Looking Back | Teen Ink

Looking Back

June 12, 2011
By Bryan1234 BRONZE, Hillsdale, New Jersey
Bryan1234 BRONZE, Hillsdale, New Jersey
1 article 0 photos 0 comments

While packing away my belongings, I came across a photograph that had been shoved under piles and piles of memories. As I had dug through my mess, it was like I was turning back the clock. Tick. Tock. Tick. Tock. All relating to that occurrence in my life. There were crayon pictures colored far outside the black coloring book’s lines, piled under middle school A+ essays, which were stacked beneath my first high school report card, underneath the endless college application essays I had spent hours editing to perfection, and finally, under my prized acceptance letter. New York University had been a dream of mine, and for Pre-Med, no less. Some people would call a cancer survivor becoming a doctor irony. I call it destiny. As a child, I had resented the doctors who told me I was sick. Aside from some bruising, I had felt fine. For a six-year-old, the prospect of death is inconceivable, and I had blamed the doctors for ruining my life. It did not take long for me to figure out that they were saving me. That is why I want to be a doctor. I want to save people who don’t realize that they need saving, because they need it the most.

The picture.

It was the picture I found that reminded me of what I was leaving behind, the good and the bad. In it, I was sitting on a hospital bed far too big for my tiny, eight-year-old body. To my right were my mother and grandparents, all smiling. My mother looked like she had been crying, but for joy. This was a rare occasion in my childhood. Sammi was standing with my father, behind me to the left. I could tell that she too was happier than she had been for a long time prior. One of the few splashes of color in the picture were the pink, yellow, and red balloons tied to the bedpost. This was the day I was pronounced “In Remission.”

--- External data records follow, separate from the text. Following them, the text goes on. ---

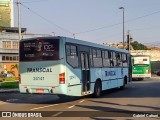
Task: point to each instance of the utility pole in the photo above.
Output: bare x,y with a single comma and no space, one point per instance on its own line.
19,18
123,25
128,41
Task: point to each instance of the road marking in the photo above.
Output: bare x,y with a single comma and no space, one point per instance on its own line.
11,100
81,101
43,107
71,107
57,114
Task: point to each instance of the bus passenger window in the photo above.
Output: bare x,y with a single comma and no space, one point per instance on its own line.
72,57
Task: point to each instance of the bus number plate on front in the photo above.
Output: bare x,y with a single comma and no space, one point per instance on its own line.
39,90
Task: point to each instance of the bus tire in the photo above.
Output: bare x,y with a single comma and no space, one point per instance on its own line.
97,89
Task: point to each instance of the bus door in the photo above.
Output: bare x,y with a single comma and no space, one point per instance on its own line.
85,72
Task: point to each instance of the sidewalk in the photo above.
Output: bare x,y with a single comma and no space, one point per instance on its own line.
9,90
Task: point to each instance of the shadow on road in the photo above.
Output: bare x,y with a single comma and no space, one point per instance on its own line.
131,105
138,89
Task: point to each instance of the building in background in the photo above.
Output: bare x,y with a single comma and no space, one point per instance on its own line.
6,13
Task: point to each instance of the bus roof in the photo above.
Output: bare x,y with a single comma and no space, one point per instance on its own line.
80,42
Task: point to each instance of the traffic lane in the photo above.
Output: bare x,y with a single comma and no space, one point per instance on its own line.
131,98
32,102
133,90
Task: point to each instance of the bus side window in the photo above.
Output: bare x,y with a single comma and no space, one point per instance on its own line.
97,58
124,60
72,56
119,59
91,58
111,59
106,60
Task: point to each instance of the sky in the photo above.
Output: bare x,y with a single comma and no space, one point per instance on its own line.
98,21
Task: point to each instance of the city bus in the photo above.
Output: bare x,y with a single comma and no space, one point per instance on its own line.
71,67
141,67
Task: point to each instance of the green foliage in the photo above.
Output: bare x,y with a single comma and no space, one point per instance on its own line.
138,46
9,84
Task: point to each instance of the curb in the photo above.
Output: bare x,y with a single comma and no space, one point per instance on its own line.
9,90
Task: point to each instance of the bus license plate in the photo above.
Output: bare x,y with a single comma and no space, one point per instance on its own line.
39,90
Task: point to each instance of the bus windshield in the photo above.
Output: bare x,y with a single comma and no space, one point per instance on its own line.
141,61
39,50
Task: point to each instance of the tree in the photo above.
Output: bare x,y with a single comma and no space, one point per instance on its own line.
14,66
138,46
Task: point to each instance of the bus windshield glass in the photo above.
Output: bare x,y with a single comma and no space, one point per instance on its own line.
141,61
39,50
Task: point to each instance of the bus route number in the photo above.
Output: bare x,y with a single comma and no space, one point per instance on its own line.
38,78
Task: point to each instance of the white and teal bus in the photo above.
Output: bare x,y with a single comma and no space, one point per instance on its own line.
141,67
66,66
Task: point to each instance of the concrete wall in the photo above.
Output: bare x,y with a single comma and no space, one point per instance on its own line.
155,57
155,54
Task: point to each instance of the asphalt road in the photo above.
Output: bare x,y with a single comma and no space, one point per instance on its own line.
138,98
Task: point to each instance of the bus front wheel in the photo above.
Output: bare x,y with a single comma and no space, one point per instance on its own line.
97,89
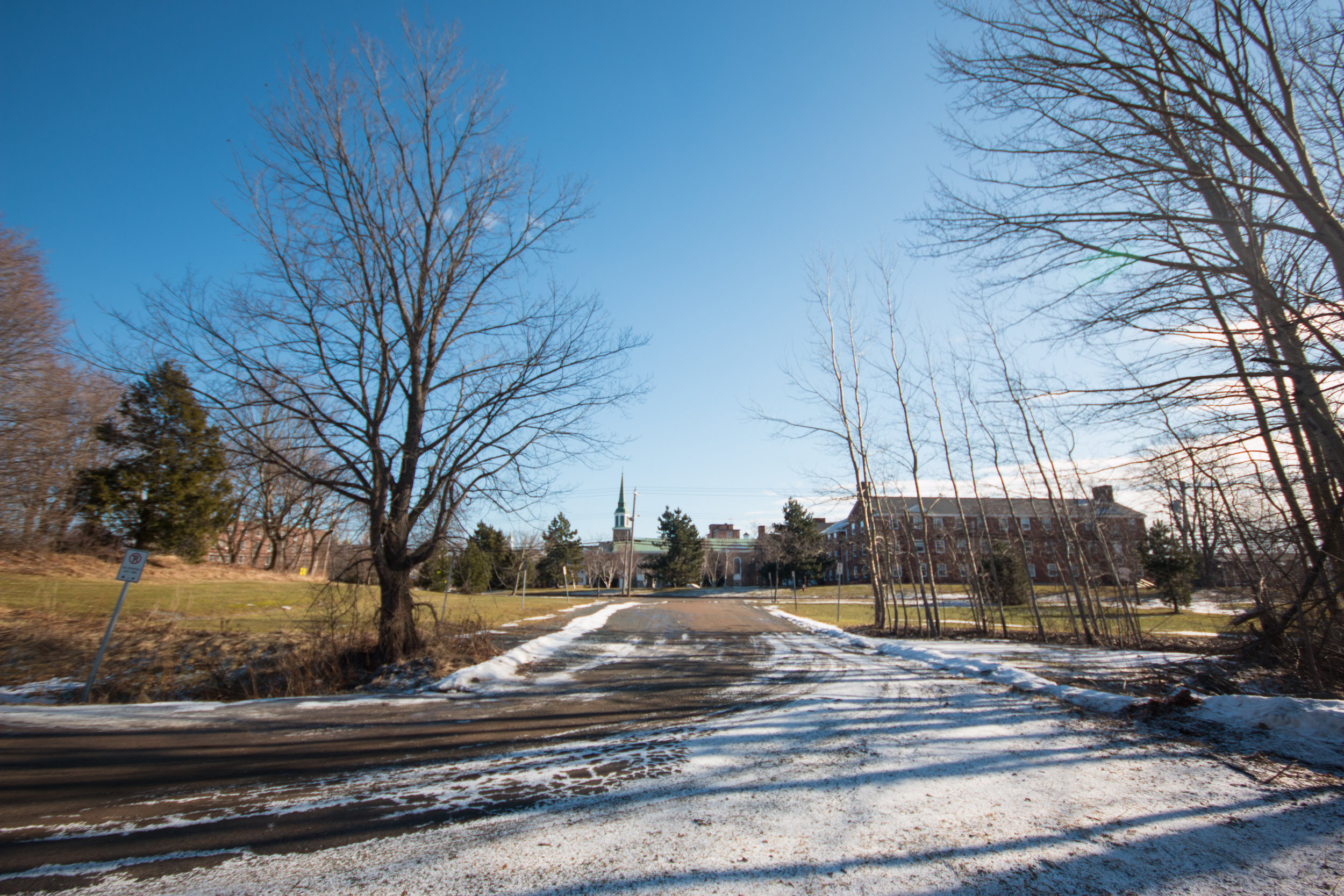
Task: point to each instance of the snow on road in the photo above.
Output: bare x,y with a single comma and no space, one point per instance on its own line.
503,669
861,773
1320,720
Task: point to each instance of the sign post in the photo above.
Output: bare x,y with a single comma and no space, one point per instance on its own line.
132,566
839,577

Among all the hazy memories of chemo and surgery that filled my childhood, the memory of my cure remained in perfect clarity. It also saddened me, because these people who helped me through my darkest days would soon be so far from me. And these darkest days became the days that I never wanted to go back, back to that time of misery and sorrow that was put upon my family and myself.

Throughout my treat ment, Sammi had always resented me, and I resented my illness for it. In all honesty, life was not fair to either of us. While I lost my childhood, she lost hers as well. The time and money that my parents had invested in me could never be matched for her, and everyone knew it. But, this was something that we never said aloud, as it could never be fixed. One would expect that this situation would drive me apart from my sister, and it did -at the time. However, after I was cured, we became closer than we could have ever been otherwise. The time she spent with me as a child, the time she had wished she did not have to spend, our symbiotic relationship made us depend on each other in ways other sisters did not, and we would have that connection for the rest of our lives.

I also remembered my parents, the doctors, and nurses that were with me throughout everything. I would miss my parents terribly once I went to college. I already missed Sammi; she went to Harvard 3 years ago to study law. With her determination, albeit often referred to as stubbornness, she would be an amazing lawyer. I was so glad when she was accepted. Finally, she could be proud of something entirely on her own, not under the shadow of cancer that made any news, happy or sad, seem insignificant.

Out of everyone that was changed by my illness, though, I am sure I was the most. I entered leukemia as a scared, innocent child, but I left it behind as a strong veteran of loss. After cancer, nothing scared me the way it used to. I was stronger; that is definite. Yet, I was also softer. I saw all the children in the hospital who were not as lucky as I was. Watching friends die, one by one and day by day, is one of the hardest things anyone ever could do, even though I never knew anyone in the hospital for long. People had told me that my compassion is my best quality, and I acquired it through the pain I faced in the hospital.

I looked back to my stack of memories and noticed that there were very few pictures taken in the hospital. I imagine I was never very photogenic while in treatment, but I wished I had some more. I never wanted to forget the hospital. Though I despised every moment I spent there, I owed it more than my life. I owed it myself, because it is what made me who I am. My name is Michelle and I am a survivor of Leukemia.

The author's comments:
Never lose hope. Always fight back and never forget about the past.